Forbes looks at new data on household income in different metro areas:

Median family incomes across the country decreased dramatically from 2008 to 2009, and no region was left untouched by the recession. But despite shrinking paychecks nearly across the board, some cities still stand out for their bigger‐​than‐​average salaries.


To find the places where Americans earn the most, we looked at median family income data for 2009, as reported by the U.S. Census Bureau. In September, as part of its annual American Community Survey, the Census released updated data for several hundred Metropolitan Statistical Areas — geographic entities defined by the U.S. government that roughly correspond to major cities.


The place with the highest median family income is the Washington, D.C., metro area, which includes the nation’s capital, as well as wealthy suburbs in Virginia and Maryland. In 2009 families in this region earned a median income of $102,340, a 0.7 percent increase from 2008. D.C. also boasts a better than average unemployment rate of 5.9 percent, far below the September’s 9.2 percent national average.

As we’ve reported here before, these trends began even before the Obama administration started concentrating job creation on the federal sector. In the middle of the Bush bubble, the Washington Post reported:

The three most prosperous large counties in the United States are in the Washington suburbs, according to census figures released yesterday, which show that the region has the second‐​highest income and the least poverty of any major metropolitan area in the country.


Rapidly growing Loudoun County has emerged as the wealthiest jurisdiction in the nation, with its households last year having a median income of more than $98,000. It is followed by Fairfax and Howard counties, with Montgomery County not far behind.

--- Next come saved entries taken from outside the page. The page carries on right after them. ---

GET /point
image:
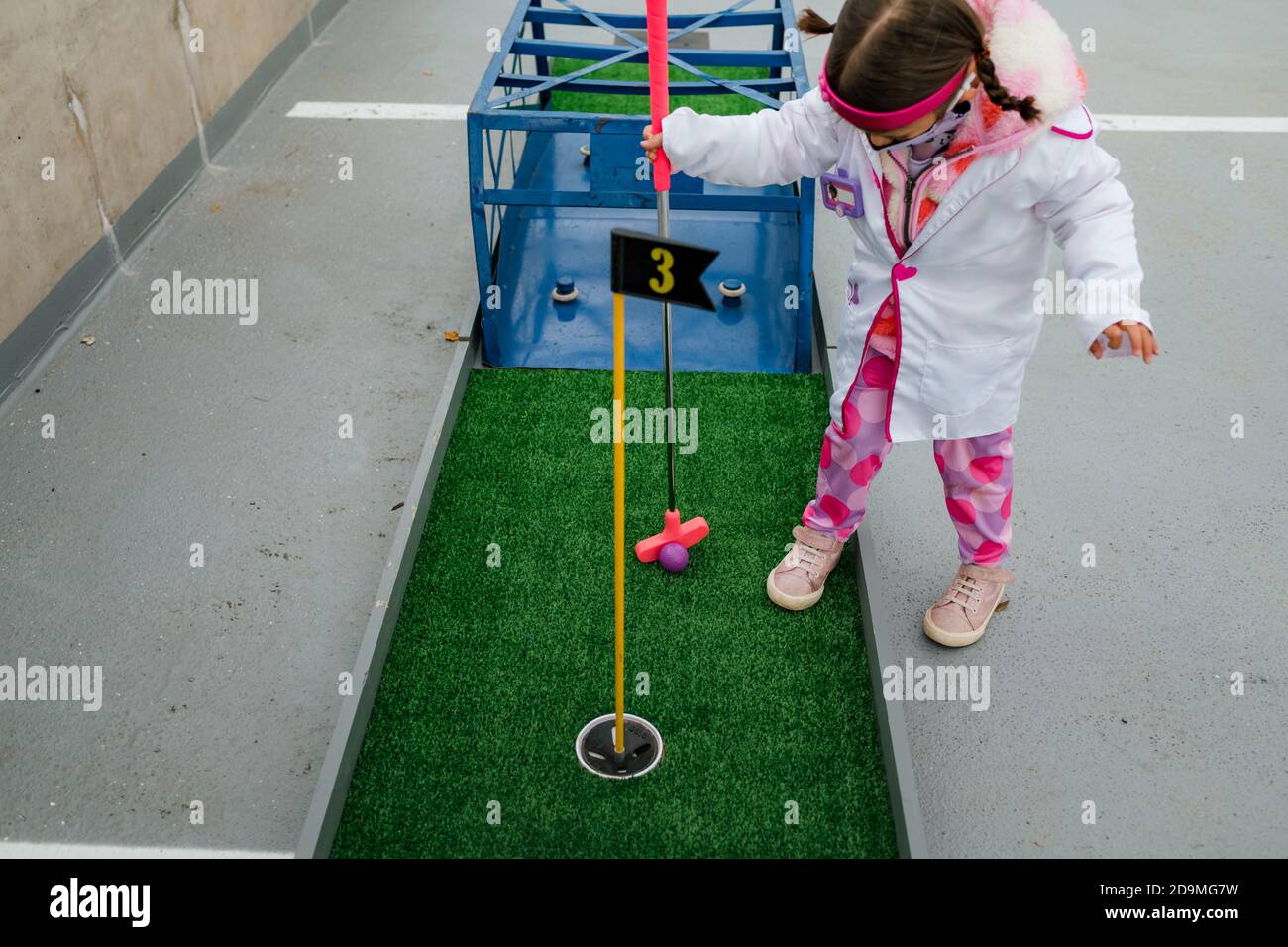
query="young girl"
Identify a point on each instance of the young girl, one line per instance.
(956, 198)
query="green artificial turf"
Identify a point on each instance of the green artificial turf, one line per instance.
(595, 103)
(494, 669)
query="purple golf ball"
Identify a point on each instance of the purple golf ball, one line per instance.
(674, 557)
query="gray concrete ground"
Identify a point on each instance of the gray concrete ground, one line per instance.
(1108, 684)
(222, 682)
(1112, 684)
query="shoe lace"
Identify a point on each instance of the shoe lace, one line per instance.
(809, 558)
(965, 591)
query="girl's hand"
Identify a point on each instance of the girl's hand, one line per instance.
(1141, 339)
(651, 142)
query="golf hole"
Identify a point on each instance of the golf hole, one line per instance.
(596, 748)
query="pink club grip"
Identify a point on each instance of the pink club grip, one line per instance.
(660, 90)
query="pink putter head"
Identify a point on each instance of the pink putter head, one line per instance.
(687, 534)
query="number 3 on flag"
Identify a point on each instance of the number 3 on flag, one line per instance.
(669, 270)
(666, 260)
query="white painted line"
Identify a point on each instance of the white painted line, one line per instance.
(415, 111)
(56, 849)
(1189, 123)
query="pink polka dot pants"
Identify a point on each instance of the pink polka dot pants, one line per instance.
(975, 471)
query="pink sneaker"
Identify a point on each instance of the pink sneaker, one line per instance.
(798, 581)
(960, 617)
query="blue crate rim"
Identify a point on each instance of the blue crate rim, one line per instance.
(532, 13)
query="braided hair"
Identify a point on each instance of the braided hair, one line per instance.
(889, 54)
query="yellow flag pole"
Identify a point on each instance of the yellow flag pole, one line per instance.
(619, 512)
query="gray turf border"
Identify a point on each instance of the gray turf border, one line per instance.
(342, 755)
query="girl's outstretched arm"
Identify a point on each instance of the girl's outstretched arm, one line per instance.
(1093, 219)
(768, 147)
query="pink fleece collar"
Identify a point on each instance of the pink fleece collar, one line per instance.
(885, 121)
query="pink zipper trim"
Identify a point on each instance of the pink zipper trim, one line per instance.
(898, 273)
(902, 272)
(1076, 134)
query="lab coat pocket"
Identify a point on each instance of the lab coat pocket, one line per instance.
(961, 379)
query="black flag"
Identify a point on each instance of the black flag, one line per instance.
(651, 266)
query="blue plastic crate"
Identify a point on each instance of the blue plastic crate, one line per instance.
(541, 210)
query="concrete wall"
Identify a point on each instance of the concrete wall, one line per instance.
(111, 91)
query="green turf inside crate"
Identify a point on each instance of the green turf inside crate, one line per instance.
(597, 103)
(494, 669)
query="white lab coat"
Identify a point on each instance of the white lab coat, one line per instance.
(966, 289)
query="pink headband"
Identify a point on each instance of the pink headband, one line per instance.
(884, 121)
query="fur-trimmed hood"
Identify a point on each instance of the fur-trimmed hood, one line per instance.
(1031, 55)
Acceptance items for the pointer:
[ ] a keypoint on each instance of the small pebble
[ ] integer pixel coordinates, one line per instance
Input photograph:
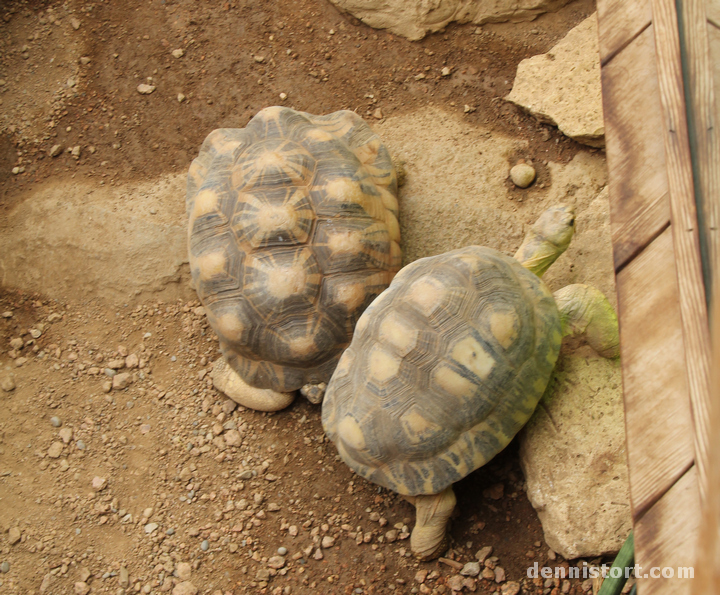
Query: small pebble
(522, 175)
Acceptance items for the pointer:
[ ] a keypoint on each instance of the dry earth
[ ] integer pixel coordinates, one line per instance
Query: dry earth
(158, 484)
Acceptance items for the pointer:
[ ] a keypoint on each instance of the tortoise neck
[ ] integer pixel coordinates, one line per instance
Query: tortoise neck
(537, 253)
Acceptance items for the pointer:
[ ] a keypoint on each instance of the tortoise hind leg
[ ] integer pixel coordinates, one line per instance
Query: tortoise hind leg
(585, 311)
(429, 536)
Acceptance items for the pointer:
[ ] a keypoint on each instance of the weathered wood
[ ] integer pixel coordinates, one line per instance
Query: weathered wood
(666, 538)
(686, 242)
(639, 208)
(658, 419)
(619, 22)
(708, 561)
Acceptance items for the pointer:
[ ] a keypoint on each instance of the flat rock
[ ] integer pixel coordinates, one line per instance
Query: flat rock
(572, 452)
(562, 87)
(415, 18)
(228, 382)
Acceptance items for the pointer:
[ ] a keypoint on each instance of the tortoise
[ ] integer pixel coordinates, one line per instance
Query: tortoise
(293, 231)
(450, 361)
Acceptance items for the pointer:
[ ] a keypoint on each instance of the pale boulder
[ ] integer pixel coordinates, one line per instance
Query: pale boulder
(572, 452)
(415, 18)
(562, 87)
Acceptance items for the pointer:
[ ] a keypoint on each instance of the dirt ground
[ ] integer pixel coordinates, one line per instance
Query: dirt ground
(162, 484)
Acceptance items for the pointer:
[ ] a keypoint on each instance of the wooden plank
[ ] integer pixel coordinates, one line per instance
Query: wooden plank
(639, 208)
(666, 538)
(686, 242)
(619, 22)
(708, 560)
(658, 419)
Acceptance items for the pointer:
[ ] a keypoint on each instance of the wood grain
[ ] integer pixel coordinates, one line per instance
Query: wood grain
(693, 307)
(639, 208)
(658, 419)
(665, 537)
(619, 22)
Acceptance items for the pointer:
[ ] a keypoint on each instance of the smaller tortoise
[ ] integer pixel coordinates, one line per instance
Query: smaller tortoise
(293, 231)
(450, 361)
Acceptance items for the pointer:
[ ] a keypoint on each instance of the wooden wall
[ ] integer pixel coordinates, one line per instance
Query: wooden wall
(658, 99)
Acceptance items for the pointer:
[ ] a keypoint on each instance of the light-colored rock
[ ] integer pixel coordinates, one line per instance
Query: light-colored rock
(227, 381)
(55, 450)
(573, 454)
(414, 18)
(144, 253)
(185, 588)
(183, 571)
(522, 175)
(562, 87)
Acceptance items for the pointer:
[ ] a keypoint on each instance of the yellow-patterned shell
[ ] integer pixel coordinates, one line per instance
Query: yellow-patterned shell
(292, 233)
(444, 369)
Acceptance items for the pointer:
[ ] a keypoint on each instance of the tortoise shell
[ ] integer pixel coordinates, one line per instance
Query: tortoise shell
(293, 231)
(444, 369)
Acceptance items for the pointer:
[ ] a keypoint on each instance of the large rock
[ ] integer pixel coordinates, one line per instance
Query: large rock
(562, 87)
(573, 455)
(414, 18)
(76, 239)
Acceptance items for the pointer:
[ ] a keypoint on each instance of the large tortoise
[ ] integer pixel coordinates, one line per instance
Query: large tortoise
(448, 364)
(293, 231)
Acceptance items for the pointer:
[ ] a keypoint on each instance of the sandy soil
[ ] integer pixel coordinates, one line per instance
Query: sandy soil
(163, 486)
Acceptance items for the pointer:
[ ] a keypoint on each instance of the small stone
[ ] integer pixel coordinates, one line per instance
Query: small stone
(522, 175)
(232, 438)
(123, 577)
(14, 535)
(276, 562)
(55, 450)
(8, 383)
(482, 554)
(185, 588)
(121, 381)
(455, 583)
(471, 569)
(183, 571)
(99, 483)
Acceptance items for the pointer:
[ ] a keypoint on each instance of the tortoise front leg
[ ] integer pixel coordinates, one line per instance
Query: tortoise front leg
(429, 536)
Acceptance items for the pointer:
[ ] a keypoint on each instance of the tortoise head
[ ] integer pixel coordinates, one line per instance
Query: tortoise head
(547, 239)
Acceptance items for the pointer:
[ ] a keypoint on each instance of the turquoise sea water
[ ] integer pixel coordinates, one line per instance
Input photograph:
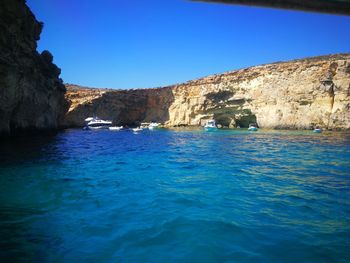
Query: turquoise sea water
(176, 196)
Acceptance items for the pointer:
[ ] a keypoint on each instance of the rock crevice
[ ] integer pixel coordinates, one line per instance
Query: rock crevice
(32, 96)
(298, 94)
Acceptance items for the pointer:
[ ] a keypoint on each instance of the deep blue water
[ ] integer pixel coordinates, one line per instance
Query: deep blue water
(176, 196)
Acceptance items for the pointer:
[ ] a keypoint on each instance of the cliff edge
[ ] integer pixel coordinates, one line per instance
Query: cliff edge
(298, 94)
(32, 96)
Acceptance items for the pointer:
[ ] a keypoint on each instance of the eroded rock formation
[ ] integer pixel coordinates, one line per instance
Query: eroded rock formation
(298, 94)
(31, 93)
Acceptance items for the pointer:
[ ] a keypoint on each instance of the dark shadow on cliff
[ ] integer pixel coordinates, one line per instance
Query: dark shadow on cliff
(125, 107)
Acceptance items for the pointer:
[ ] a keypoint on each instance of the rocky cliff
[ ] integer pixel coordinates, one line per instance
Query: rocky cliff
(298, 94)
(31, 93)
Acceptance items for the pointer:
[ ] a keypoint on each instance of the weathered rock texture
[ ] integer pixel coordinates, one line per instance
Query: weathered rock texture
(124, 107)
(31, 93)
(298, 94)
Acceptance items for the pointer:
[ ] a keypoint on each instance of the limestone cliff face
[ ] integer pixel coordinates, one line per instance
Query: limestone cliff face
(124, 107)
(298, 94)
(31, 93)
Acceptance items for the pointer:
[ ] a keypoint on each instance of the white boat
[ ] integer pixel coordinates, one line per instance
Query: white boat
(252, 127)
(153, 125)
(210, 125)
(137, 129)
(317, 130)
(95, 123)
(115, 128)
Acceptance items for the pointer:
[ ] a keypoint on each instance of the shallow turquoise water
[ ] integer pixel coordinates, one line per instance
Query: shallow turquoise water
(176, 196)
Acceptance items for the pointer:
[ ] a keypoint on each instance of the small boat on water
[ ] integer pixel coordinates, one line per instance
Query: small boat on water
(115, 128)
(95, 123)
(253, 127)
(210, 125)
(317, 130)
(137, 129)
(153, 125)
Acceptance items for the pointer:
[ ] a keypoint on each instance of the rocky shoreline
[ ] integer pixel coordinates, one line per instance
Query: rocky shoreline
(298, 94)
(32, 96)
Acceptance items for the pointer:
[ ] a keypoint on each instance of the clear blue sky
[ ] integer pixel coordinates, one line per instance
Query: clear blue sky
(151, 43)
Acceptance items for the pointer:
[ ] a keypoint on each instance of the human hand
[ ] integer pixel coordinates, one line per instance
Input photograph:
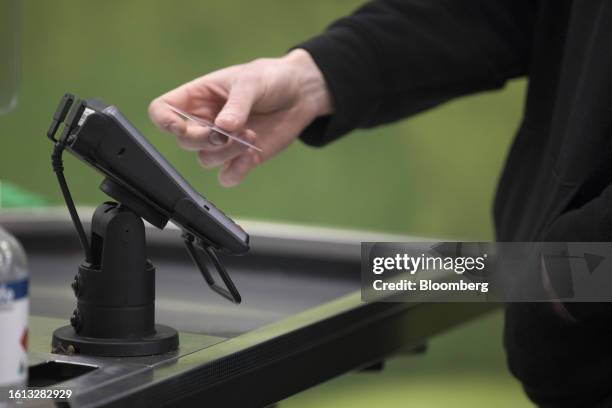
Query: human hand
(267, 102)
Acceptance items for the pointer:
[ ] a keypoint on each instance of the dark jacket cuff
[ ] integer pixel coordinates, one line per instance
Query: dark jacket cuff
(347, 61)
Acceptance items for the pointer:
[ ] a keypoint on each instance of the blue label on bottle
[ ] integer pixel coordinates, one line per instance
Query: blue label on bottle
(14, 290)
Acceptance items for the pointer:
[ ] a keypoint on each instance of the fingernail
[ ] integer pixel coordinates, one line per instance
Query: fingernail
(227, 120)
(174, 128)
(217, 139)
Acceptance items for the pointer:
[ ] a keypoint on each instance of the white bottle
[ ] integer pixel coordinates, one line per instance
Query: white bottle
(13, 315)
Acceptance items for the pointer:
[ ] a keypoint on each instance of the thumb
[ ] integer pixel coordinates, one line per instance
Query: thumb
(235, 112)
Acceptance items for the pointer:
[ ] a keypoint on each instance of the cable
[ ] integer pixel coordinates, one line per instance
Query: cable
(58, 168)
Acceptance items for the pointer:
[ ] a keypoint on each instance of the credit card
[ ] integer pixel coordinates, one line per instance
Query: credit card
(211, 126)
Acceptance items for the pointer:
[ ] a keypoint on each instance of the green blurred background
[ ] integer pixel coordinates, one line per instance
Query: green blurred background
(432, 175)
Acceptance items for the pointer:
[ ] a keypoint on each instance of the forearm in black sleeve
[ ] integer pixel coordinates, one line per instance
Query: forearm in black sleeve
(393, 58)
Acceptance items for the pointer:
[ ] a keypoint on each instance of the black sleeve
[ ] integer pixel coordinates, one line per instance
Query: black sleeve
(393, 58)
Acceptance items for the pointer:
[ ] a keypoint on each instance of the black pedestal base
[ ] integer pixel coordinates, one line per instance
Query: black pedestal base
(66, 341)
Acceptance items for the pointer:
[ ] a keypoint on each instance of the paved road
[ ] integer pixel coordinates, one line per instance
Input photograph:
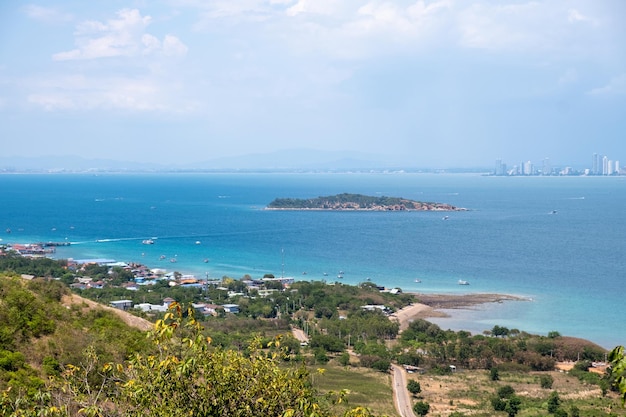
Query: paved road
(401, 396)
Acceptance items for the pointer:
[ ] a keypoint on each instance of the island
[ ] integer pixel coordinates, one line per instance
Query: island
(348, 201)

This of course reflects partly the high level of federal pay, as Chris Edwards and Tad DeHaven have been detailing. And it also reflects the boom in lobbying as government comes to claim and redistribute more of the wealth produced in all those other metropolitan areas.


To slightly amend a ditty I posted a few years ago,

Mamas, don’t let your babies grow up to be cowboys,


Don’t let ‘em make software and sell people trucks,


Make ‘em be bureaucrats and lobbyists and such.